Now I don't want to hear any more limited versions.

Go in your mind into the depths of the ocean, and measure the speed of the current, then measure what energy it would take to stop that current.

Now if you can do that exercise, you will soon discover what a couple of knots means.

Would a mountain the size of Everest stop it?

Absolutely not.
 
A myth is a story that contains important truths.
Sometimes what you have created is so bad that there's no fixing it. You just have to start afresh.
I wonder whether the Jews themselves actually believed that story.
A man made an ark, and loaded it up with every kind of animal.
Did they really believe that?
Or did they just enjoy it, and learn the lesson it gave?
Interesting point. They already had a creation myth to explain the origins of things, and they had the pillar of salt story to teach consequences. So why bother with having God shake the Etch-a-sketch clean and start over? It's also kind of bizarre, because in the later story Noah's son walks into his tent and finds Dad in a compromising situation, passed out, drunk. It cuts into his hero status. We don't think of Canaan as a place that ever saw much rain. Was this maybe a way to discourage the people from expecting God to send rain? Did the Hebrew people actually believe every living thing had descended from the pairs taken on the ark? What difference would it make, I wonder. And most of them probably never saw more than a few dozen plants and animals anyway, since Canaan was arid and not conducive to a lot of diversity of flora and fauna.
 
The reason for rejecting the story is not scientific, it's conscience.

Even you call it a story.
Not only a story, but one of the best ever imagined in the mind of man.
A flood. The whole mess cleared away, then a fresh start.

It is a seminal tale.
Hence its contagion from place to place.

Do you really think that you have found a correct theory because your conscience is clear,
and that we reject it because we have guilty consciences?

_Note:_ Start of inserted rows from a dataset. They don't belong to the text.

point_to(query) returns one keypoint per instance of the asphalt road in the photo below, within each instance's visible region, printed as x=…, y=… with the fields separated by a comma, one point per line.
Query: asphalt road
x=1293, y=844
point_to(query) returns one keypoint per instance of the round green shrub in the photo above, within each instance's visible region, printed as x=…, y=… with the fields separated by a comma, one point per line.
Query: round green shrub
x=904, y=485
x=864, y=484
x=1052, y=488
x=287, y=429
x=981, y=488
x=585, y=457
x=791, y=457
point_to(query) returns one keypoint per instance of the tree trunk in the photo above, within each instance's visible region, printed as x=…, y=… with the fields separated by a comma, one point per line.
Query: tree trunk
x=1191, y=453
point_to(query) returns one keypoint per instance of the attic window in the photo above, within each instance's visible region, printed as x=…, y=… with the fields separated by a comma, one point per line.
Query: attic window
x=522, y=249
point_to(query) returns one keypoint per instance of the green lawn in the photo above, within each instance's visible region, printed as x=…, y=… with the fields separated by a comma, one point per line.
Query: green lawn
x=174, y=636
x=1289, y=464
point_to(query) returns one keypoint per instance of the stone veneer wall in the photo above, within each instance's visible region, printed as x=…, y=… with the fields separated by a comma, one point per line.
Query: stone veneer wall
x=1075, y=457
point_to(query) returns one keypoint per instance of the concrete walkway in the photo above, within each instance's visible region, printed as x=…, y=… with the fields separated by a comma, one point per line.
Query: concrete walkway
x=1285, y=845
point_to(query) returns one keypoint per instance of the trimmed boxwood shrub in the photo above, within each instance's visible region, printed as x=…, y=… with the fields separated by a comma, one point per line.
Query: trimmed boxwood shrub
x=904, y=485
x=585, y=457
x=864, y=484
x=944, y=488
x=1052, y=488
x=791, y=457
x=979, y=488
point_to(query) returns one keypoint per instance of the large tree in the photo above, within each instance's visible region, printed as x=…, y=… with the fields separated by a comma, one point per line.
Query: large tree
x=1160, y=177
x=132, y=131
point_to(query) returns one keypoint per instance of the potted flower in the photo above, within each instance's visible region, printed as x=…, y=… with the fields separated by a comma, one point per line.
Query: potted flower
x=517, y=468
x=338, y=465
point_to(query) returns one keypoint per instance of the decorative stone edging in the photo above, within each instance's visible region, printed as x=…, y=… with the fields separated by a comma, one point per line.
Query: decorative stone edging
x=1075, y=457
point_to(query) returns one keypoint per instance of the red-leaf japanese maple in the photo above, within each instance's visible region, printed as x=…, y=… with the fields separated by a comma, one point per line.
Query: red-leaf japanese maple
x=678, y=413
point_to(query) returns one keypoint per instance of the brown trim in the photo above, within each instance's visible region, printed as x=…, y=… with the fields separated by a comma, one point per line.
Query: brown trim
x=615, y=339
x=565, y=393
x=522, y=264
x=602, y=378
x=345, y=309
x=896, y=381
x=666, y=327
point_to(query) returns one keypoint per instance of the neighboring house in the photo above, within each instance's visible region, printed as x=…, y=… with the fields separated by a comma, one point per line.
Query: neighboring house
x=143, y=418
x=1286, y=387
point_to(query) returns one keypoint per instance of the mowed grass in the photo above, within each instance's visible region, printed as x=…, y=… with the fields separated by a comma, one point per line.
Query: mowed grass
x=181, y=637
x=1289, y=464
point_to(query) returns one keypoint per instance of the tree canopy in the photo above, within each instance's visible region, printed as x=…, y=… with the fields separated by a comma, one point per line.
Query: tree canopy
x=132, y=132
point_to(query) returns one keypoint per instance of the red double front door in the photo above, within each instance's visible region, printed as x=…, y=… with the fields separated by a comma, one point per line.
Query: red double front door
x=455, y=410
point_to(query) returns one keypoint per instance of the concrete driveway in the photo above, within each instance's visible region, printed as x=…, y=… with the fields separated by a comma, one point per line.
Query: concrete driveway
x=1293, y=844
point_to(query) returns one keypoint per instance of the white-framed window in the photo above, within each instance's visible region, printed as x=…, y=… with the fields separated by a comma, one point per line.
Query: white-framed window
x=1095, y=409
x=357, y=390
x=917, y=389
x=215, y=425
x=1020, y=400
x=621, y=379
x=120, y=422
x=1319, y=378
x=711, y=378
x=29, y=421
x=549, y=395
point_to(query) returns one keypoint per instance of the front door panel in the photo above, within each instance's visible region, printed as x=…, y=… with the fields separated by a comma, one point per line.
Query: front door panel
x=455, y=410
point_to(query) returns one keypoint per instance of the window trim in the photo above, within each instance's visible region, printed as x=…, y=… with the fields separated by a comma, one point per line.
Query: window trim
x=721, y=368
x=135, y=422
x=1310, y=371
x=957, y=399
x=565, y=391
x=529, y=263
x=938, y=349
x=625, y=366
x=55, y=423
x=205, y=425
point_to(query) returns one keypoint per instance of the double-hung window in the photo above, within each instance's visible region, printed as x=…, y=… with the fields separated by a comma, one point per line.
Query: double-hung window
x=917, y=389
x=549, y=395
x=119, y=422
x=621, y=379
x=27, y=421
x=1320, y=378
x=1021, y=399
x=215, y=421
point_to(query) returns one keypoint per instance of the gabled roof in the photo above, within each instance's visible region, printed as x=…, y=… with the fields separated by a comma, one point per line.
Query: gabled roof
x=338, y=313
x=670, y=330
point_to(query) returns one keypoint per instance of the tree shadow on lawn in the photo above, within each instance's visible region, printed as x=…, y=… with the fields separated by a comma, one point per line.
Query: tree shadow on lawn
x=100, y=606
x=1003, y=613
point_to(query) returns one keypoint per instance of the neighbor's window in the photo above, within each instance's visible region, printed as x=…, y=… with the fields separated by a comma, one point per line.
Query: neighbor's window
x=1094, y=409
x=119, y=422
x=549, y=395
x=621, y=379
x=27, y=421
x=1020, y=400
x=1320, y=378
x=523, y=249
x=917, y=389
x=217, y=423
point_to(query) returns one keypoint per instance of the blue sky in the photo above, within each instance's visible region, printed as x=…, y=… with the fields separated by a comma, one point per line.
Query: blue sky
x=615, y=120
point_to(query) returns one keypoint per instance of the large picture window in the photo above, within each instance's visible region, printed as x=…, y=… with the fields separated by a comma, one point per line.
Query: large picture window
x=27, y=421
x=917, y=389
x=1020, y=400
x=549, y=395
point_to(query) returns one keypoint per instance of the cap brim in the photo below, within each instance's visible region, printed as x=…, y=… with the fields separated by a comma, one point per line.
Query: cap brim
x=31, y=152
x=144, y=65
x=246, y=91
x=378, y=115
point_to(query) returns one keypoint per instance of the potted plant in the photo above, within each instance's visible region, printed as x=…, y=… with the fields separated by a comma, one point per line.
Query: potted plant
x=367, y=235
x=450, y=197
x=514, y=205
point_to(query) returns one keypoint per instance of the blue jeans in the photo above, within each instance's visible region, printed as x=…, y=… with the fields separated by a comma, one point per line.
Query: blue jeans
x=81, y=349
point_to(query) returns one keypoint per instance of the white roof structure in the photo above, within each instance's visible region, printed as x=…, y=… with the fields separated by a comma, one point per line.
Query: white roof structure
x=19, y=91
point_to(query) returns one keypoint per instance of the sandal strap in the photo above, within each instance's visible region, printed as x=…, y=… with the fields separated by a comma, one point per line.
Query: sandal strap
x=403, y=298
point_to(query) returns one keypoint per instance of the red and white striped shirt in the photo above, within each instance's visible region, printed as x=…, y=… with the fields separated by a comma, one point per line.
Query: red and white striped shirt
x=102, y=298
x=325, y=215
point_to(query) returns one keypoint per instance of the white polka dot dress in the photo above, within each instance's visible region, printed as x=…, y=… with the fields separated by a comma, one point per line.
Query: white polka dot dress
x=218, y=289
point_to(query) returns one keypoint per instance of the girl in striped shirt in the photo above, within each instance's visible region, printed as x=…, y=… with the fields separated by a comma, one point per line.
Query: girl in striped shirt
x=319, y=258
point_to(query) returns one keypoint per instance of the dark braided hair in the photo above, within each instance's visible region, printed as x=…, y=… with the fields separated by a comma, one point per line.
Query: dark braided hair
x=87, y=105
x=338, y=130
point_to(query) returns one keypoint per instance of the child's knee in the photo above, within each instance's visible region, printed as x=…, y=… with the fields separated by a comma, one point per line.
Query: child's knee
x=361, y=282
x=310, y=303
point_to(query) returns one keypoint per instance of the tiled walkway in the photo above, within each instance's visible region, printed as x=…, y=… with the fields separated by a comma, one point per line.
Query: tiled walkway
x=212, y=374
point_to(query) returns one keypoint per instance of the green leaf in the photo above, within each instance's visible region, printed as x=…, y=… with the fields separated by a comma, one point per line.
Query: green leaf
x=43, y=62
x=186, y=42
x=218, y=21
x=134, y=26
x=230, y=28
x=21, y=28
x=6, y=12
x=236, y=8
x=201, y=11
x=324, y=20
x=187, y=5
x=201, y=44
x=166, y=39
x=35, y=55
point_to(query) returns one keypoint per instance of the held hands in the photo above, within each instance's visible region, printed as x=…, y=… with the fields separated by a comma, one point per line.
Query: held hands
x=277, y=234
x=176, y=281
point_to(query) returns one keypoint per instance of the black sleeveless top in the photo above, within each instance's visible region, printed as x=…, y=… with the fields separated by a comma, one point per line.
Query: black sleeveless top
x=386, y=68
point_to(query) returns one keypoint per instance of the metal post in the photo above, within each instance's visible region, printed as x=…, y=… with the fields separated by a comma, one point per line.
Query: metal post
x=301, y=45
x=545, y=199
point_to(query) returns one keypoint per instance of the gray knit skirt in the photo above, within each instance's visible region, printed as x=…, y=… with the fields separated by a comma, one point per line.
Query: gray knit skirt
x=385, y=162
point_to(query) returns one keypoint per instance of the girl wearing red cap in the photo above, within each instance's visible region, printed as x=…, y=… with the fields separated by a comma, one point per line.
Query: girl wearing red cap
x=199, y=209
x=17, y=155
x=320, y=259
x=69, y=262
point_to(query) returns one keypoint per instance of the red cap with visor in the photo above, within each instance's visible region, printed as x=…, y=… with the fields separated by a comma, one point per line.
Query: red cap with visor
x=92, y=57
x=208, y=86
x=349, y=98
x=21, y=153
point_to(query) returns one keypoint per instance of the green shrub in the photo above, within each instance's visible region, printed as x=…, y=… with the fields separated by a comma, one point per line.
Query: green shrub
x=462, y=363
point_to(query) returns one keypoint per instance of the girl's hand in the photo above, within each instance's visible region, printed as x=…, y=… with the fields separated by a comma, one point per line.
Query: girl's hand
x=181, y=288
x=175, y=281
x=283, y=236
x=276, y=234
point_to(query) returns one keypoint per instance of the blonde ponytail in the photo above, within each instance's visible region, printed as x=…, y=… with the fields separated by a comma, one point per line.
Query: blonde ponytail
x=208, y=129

Is that your scientific opinion?

@Aqueous
I'm thinking back to the first time I heard those Bible stories, when I was a child.
They were told to me as stories. Not something made up, but stories nonetheless
We had history, which was supposed to be fact,
but that was told as stories as well.

Out of the Bible, the story I loved most was the story of Joseph and his brothers.
I was the youngest in my family, and so was Joseph.